Re: [PATCH v3 5/5] doc: add technical design doc for large object promisors

Junio C Hamano <gitster@xxxxxxxxx> · Mon, 27 Jan 2025 10:02:18 -0800

Christian Couder <christian.couder@xxxxxxxxx> writes:

>> > +In other words, the goal of this document is not to talk about all the
>> > +possible ways to optimize how Git could handle large blobs, but to
>> > +describe how a LOP based solution could work well and alleviate a
>> > +number of current issues in the context of Git clients and servers
>> > +sharing Git objects.
>>
>> But if you do not discuss even a single way, and handwave "we'll
>> have this magical object storage that would solve all the problems
>> for us", then we cannot really tell if the problem is solved by us,
>> or by handwaved away by assuming the magical object storage.
>> We'd need at least one working example.
>
> It's not magical object storage.
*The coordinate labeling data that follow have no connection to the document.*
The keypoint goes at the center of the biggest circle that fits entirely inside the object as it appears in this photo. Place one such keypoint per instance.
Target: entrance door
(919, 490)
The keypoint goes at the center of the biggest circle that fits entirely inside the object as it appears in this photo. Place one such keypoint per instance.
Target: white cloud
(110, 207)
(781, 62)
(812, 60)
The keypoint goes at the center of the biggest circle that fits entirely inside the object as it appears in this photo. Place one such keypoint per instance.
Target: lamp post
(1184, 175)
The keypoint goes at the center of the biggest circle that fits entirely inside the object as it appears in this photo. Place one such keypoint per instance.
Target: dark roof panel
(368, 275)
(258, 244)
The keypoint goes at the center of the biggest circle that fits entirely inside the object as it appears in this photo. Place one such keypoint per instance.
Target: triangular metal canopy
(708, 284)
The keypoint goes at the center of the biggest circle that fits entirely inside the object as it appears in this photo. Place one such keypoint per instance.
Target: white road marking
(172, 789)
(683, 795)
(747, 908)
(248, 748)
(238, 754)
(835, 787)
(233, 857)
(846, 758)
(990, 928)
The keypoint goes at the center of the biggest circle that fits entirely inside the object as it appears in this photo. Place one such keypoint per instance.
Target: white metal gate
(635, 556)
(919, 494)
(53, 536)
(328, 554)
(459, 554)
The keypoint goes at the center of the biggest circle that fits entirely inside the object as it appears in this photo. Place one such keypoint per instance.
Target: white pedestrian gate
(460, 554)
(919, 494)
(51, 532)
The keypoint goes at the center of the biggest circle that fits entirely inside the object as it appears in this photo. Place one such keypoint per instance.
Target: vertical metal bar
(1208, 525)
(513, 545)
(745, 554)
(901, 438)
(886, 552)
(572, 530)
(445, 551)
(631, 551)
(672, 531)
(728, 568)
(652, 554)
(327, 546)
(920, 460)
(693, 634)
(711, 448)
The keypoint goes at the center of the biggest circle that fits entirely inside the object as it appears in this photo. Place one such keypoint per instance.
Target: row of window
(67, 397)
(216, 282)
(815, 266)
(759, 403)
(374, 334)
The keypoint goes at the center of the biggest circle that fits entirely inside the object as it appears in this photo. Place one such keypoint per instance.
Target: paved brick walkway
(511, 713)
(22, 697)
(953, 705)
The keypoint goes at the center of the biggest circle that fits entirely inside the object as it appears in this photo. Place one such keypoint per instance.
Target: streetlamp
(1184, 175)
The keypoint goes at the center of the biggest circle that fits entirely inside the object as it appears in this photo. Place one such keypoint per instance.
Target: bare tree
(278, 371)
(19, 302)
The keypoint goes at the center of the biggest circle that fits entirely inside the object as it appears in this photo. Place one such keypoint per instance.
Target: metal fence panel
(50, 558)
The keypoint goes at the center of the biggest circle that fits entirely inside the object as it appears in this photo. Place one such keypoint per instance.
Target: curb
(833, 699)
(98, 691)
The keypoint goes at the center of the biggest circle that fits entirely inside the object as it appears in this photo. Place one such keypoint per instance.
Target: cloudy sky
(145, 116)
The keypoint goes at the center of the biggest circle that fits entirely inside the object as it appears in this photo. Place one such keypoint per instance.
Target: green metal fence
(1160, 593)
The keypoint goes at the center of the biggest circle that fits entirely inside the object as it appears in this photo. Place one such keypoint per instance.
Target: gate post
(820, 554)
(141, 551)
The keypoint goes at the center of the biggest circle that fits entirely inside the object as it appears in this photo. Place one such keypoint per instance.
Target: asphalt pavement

Amazon S3, GCP Bucket and MinIO
> (which is open source), for example, already exist and are used a lot
> in the industry.

That's just "we can store bunch of bytes and ask them to be
retrieved".  What I said about handwaving the presence of magical
"object storage" is exactly the "optimize how to handle large blobs"
part.  I agree that we do not need to discuss _ALL_ the possible
ways.  But without telling what our thoughts on _how_ to use these
"lower cost and safe by duplication but with high latency" services
to store our objects efficiently enough to make it practical, I'd
have to call what we see in the document "magical object storage".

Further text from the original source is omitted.